Really rewards patience and the willingness to experiment with water. At first glance, I thought this would get 86 points at most. But after a while I got it.
On the nose, you get the yeasty, rougher side of Ben Nevis, cereal-and-barley-heavy and very close to the make. On the tongue it transforms, becoming very malty, honeyed, with floral and fruity aspects. Without water, you don't sense much cask influence, which is perfectly fine, but I still wonder why this wasn't left in the cask for a few more years. I'd wager it would've been even more impressive at 22 years or older.
Without water, it's not especially fruity to start with, and the alcohol feels a bit. Yeasty, fermentary, slightly lactic and raw. There's a mineralic, metallic, greasy-workshop kind of feel to it, which is both typically Ben Nevis and reminiscent of Campbeltown. With time, more herbal and arboreal notes come out. Pine needles, eukalyptus, camphor, mint. Gets even a bit grassy now. Certainly very characterful for its age, and almost completely distillate-driven. I had this at 86 initially, but with time and patience, it edged closer to 87 points, as some soft (but lovely) wood tones came out and the initial harshness was much reduced.

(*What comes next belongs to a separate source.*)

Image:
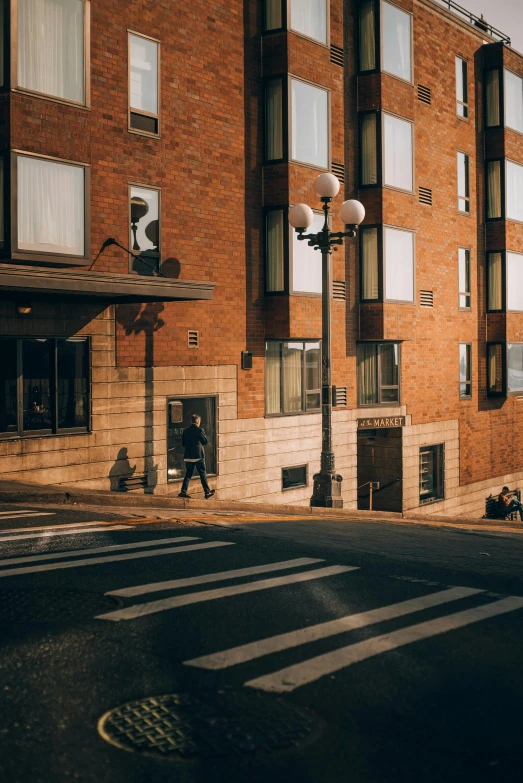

However, it is only when water is added that this really comes into its own, with immaculate, super crisp refill bourbon oak notes that were almost completely absent in undiluted form.
Lovely, very sweet and intense arrival. In contrast to the nose, the alcohol is perfectly integrated here and doesn't burn at all. Okay, wow: this is much more coherent on the palate than on the nose, and the more accessible aspects of the Ben Nevis DNA are more present: heather honey, elderflower, even a bit of peach. It's also appropriately sooty, ashy and mineralic, with this impression of a walk on a rainy beach (wet sand and wet clothes) that I often get from "natural" Nevis bottlings. But most of all it's the sweetness that impresses me, perhaps because the (undiluted) nose seemed so much rawer and edgier.
Honey and herbs. Mead? Very warming, with a slight tickle from the high ABV. Pretty much no oak at all, only distillate sweetness.